Problem bei übersetzung einer lateinischen textstelle

1 Antwort

Hallo, vanillery,

naja, haarscharf daneben ist auch vorbei, würde ich mal sagen.

Curam nostri könntest Du auch mit 'die Sorge um uns (selbst) übersetzen; mandavit mit 'sie (die Natur) hat uns aufgetragen. Damit ist unser Selbsterhaltungstrieb gemeint, den wir von Natur aus mit auf die Welt bringen.

Darauf hast Du etwas falsch bezogen: Huic bezieht sich auf cura nostri, nimium ist ein Adverb, welches allzu(sehr) bedeutet. Also: Wenn (kann ubi auch heißen) du ihr zu sehr nachgegeben haben wirst (besser: nachgibst -ist etwas freier übersetzt, klingt im Deutschen aber flotter - allerdings möchte der Lehrer wissen, ob Du das Futur II erkannt hast), ist das ein Laster (oder Fehler). Der nächste Halbsatz stimmt einigermaßen, auch hier könntest Du eleganter formulieren: Die Natur hat Vergnügliches und Notwendiges vermischt (wie gesagt, ich weiß nicht, wie tolerant Dein Lehrer ist, im Zweifel besser wörtlich, auch wenn's holprig klingt). Das peteremus hast Du falsch übersetzt. Es heißt: Nicht, damit wir jenes (das Vergnügen) erstreben, sondern...

Danach geht es in Deiner Übersetzung drunter und drüber. Ist aber keine Schande, weil der Satz nicht einfach ist.

Accessio ist der Zuwachs, die Zugabe. Seneca spricht hier meiner Meinung nach von dem, was über das Lebensnotwendige hinausgeht, also von der voluptas. Illius würde ich auf sine quibus non possumus vivere beziehen und dann die ganze Geschichte umsortieren, so daß folgender Satz heraus kommt:

...sondern damit uns diese Zugabe (die voluptas nämlich) für das, ohne das wir nicht leben können (umso) dankbarer macht. Das bedeutet: Die Voluptas hat keinen Wert an sich (Seneca war Epikuräer, und denen wurde vorgeworfen, sie lebten vor allem für die voluptas), sondern die voluptas soll uns zu einem dankbareren Leben - auch den kleinen, aber notwendigen Dingen gegenüber - dankbar machen/ sensibilisieren.

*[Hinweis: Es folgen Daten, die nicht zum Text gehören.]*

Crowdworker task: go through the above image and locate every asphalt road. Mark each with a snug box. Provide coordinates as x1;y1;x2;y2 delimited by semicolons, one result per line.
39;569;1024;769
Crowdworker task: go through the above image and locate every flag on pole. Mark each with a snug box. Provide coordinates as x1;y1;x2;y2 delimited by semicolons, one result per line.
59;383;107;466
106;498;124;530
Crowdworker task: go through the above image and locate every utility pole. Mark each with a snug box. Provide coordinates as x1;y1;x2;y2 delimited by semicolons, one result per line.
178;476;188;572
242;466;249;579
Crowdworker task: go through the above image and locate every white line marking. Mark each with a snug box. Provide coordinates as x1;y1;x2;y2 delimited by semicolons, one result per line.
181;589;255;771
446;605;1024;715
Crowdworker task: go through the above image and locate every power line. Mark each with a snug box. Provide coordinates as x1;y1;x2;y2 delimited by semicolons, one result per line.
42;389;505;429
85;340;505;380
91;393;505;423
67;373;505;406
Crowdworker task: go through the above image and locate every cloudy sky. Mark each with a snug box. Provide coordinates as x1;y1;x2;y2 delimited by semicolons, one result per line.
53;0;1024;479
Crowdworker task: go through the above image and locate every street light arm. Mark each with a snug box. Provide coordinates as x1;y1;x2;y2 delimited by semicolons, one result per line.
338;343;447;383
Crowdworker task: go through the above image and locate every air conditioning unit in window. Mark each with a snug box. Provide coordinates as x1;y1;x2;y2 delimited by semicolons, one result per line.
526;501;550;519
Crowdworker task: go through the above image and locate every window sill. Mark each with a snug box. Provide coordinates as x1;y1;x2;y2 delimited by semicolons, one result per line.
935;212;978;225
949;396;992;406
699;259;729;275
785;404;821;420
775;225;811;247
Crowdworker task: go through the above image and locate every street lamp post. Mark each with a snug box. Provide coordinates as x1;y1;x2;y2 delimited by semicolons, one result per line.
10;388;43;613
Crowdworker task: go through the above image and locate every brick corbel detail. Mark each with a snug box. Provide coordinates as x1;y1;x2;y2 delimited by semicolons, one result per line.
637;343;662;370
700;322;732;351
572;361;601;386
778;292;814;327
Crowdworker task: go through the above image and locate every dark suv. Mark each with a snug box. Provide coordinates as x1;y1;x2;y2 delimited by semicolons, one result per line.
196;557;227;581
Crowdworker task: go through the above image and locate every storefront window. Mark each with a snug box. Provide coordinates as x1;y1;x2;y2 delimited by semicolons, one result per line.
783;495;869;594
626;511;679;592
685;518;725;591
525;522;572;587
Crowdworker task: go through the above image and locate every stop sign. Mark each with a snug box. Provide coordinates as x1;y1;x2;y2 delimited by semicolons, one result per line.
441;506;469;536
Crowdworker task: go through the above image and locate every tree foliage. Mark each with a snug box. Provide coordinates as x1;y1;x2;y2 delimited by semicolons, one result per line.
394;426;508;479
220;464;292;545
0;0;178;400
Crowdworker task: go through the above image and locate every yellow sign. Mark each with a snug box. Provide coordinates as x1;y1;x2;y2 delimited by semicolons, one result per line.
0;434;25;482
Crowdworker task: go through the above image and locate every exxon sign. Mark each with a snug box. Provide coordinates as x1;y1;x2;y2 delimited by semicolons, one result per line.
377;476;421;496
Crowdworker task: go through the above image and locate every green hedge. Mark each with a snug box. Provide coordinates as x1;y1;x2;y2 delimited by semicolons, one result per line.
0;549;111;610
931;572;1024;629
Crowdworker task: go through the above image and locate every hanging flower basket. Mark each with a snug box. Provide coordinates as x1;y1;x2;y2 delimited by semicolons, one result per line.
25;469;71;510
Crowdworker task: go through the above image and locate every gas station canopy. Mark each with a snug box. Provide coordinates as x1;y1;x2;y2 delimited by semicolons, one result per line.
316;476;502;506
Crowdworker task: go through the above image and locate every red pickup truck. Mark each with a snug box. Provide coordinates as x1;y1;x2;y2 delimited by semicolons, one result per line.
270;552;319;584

Das suo iure veniat könnte sich wiederum auf das petere voluptatem beziehen, also: Wenn dies zu seinem vollen Recht kommt (das Streben nach Vergnügen, wenn es also Triebfeder für mein Dasein wird), dann ist es (wird es zur) Genußsucht.

Auf Deutsch: Ein bißchen Vergnügen ist nicht schlimm, wenn's nicht übertrieben wird und mich zu einem dankbaren Menschen macht.

Capito?

Viel Spaß noch bei Seneca, laß Dich bei schwierigen Stellen nicht zum Zorn hinreißen und fac, ut valeas!

Willy


ArnoldBentheim  29.04.2015, 15:32

Hallo Willy, nicht übel! Dem Fragesteller konnte geholfen werden. Leider muss ich dich in einem Punkt korrigieren: Seneca d. J. war kein Epikuräer, sondern Stoiker. Und genau deswegen hat die "voluptas" für ihn auch nur geringen Wert. :-)

MfG

Arnold

Willy1729  29.04.2015, 16:39
@ArnoldBentheim

Au Mann, meine Schulzeit ist wirklich schon ein bißchen her. Dann hat mich meine Erinnerung böse getäuscht. Jedenfalls danke für den Hinweis. Willy

Willy1729  29.04.2015, 12:59

Ich sehe gerade, daß ich in meinen Ausführungen einen Satz nicht korrekt weitergeführt habe: In der unteren Hälfte muß es heißen: 

'sondern die voluptas soll uns zu einem dankbareren Leben verhelfen' - das Wort fehlte noch (anscheinend habe ich mich von Senecas Vorliebe für Auslassungen (Ellipsen) anstecken lassen.